A diretora de marketing Emilia Velloso vem tocando conteúdos especiais para, segundo a executiva, apoiar os pais que precisam trabalhar em casa. Há desde jogos e brincadeiras postadas nas redes sociais até transmissões ao vivo com informações de saúde para mães grávidas. O canal da Ri Happy no YouTube, o "Toyzera", já é o sexto mais assistido entre o público infantil, segundo a empresa. "A gente nunca vai conseguir replicar a experiência das lojas. Mas existem outras formas de engajar com as famílias, por meio de bom conteúdo, uma boa seleção de produtos", diz Velloso.
A Ri Happy ainda não divulga o impacto do surto do novo coronavírus projetado nas vendas. "Que terá uma queda em vendas é evidente que teremos. Mas a magnitude dela é muito cedo para quantificar", diz Núñez. "Ainda não temos um horizonte desta crise e de quanto tempo ficaremos fechados."

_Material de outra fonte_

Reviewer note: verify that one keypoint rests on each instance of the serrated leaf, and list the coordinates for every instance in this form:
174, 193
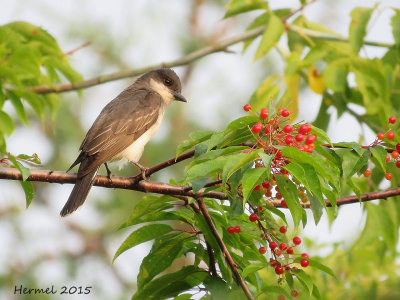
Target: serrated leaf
172, 284
160, 257
25, 172
28, 190
148, 204
305, 279
6, 123
19, 107
195, 138
251, 178
271, 36
291, 198
238, 161
141, 235
379, 157
359, 20
335, 75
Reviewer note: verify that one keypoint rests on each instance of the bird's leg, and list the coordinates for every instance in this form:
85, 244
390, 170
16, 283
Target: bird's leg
143, 170
108, 172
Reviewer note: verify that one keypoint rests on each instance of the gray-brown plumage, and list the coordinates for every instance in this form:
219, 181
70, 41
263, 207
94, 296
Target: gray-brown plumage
123, 128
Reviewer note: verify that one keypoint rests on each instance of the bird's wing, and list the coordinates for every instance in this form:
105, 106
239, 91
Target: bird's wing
119, 124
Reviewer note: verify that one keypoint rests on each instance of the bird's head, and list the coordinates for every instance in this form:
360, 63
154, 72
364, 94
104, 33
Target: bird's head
166, 83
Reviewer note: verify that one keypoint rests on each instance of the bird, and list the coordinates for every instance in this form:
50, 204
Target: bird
123, 128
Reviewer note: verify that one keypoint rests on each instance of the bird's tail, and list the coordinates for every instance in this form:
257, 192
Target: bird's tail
79, 193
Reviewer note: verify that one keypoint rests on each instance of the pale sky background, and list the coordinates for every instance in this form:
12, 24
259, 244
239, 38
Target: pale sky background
217, 91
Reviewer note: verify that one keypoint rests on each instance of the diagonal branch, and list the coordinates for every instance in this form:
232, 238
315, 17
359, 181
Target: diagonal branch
221, 244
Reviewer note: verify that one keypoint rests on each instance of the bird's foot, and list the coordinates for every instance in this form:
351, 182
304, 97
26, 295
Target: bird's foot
109, 174
143, 170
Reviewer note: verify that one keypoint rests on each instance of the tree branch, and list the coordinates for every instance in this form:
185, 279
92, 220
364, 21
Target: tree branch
215, 48
221, 244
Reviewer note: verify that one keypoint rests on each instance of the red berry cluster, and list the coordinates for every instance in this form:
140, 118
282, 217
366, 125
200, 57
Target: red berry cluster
389, 134
284, 253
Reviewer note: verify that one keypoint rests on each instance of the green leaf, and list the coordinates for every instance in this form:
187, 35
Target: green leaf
251, 178
6, 123
289, 192
207, 168
395, 22
236, 7
24, 171
359, 20
28, 190
271, 36
160, 257
172, 284
142, 235
251, 268
275, 289
305, 279
325, 168
195, 138
147, 205
19, 107
238, 161
335, 75
379, 157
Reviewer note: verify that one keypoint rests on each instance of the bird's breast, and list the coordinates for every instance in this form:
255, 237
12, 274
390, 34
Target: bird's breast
133, 152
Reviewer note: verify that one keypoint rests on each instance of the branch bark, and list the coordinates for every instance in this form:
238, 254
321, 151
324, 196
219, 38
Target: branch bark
132, 183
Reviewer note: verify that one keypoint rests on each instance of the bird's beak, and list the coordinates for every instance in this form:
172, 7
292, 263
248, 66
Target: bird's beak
178, 97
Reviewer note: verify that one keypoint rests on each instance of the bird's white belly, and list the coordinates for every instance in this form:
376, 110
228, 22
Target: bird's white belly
133, 152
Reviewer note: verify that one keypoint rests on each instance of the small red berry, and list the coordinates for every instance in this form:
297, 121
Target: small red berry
289, 140
266, 184
285, 113
264, 113
272, 245
247, 107
231, 229
253, 217
279, 270
282, 246
310, 139
304, 263
257, 127
299, 137
297, 240
287, 129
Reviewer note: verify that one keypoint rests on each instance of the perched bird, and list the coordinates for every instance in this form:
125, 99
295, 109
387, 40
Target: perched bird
123, 128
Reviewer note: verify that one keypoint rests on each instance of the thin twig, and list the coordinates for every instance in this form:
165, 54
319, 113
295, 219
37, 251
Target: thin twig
224, 250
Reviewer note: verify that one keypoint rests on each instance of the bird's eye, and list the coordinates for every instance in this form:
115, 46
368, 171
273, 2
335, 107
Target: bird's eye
168, 81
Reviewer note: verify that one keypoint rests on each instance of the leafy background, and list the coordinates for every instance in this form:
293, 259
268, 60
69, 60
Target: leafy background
77, 251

Para o segundo semestre, a temporada de ouro do setor -- que inclui o Dia das Crianças em outubro --, a expectativa é que a pandemia do novo coronavírus já esteja melhor controlada. O abastecimento de matéria-prima e produtos vindos da China também deve começar a se normalizar em breve, com a estabilização do número de casos no país. Ainda assim, Costa, da Abrinq, estima que pode haver um cenário de maior compra dos fabricantes nacionais, chegando a cerca de 30% estrangeiro e 70% de produção local.

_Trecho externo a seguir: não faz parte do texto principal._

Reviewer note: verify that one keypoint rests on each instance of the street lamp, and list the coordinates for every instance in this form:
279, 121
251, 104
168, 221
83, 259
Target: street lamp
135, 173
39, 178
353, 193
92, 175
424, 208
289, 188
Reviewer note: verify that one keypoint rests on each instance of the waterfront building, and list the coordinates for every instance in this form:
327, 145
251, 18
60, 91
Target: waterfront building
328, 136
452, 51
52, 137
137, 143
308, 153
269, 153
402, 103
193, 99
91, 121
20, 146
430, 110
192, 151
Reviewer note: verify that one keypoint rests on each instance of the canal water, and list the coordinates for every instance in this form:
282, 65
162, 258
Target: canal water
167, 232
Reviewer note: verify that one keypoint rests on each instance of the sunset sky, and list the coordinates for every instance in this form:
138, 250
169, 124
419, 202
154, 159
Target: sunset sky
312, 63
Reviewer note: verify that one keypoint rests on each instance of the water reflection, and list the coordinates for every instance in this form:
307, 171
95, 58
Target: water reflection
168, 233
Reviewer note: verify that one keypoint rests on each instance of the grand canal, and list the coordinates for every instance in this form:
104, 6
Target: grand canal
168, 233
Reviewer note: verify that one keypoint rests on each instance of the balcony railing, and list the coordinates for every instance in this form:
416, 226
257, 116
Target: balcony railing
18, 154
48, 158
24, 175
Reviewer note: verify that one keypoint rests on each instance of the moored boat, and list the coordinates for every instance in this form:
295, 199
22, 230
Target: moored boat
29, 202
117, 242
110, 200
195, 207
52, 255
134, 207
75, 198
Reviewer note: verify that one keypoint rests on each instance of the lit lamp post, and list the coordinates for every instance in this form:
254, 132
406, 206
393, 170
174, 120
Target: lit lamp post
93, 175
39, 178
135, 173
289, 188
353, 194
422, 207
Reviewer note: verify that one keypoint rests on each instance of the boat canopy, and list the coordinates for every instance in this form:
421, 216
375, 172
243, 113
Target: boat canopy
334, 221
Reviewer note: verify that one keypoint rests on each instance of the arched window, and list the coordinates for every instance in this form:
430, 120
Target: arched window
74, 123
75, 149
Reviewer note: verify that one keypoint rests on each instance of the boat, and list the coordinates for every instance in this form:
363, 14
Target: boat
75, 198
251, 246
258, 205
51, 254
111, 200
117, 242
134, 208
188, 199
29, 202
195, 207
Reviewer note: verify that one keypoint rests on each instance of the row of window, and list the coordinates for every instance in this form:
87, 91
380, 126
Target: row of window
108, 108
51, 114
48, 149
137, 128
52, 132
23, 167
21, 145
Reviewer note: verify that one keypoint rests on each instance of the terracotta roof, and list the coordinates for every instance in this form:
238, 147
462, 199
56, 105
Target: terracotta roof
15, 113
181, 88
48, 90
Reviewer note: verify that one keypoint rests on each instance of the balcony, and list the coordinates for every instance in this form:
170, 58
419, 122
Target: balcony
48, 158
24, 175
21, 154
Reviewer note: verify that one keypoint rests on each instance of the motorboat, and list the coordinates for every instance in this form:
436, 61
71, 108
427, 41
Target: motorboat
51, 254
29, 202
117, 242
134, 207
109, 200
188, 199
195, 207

Uma boa notícia é que ao menos nem todos os brinquedos devem sofrer da mesma forma. Segundo o NDP, três categorias tiveram queda menor do que a média na receita de vendas no Brasil: os brinquedos esportivos e que envolvem movimento, os jogos e quebra-cabeças e os bichos de pelúcia. O setor espera que a vontade de brincar -- e de gastar para isso -- continue em alta. "Mesmo com tudo que estamos vivendo, todos os dias acontecem 150.000 aniversários", diz Costa, da Abrinq. "Apesar do isolamento, as crianças estão com os seus pais e isso segue impulsionando as vendas."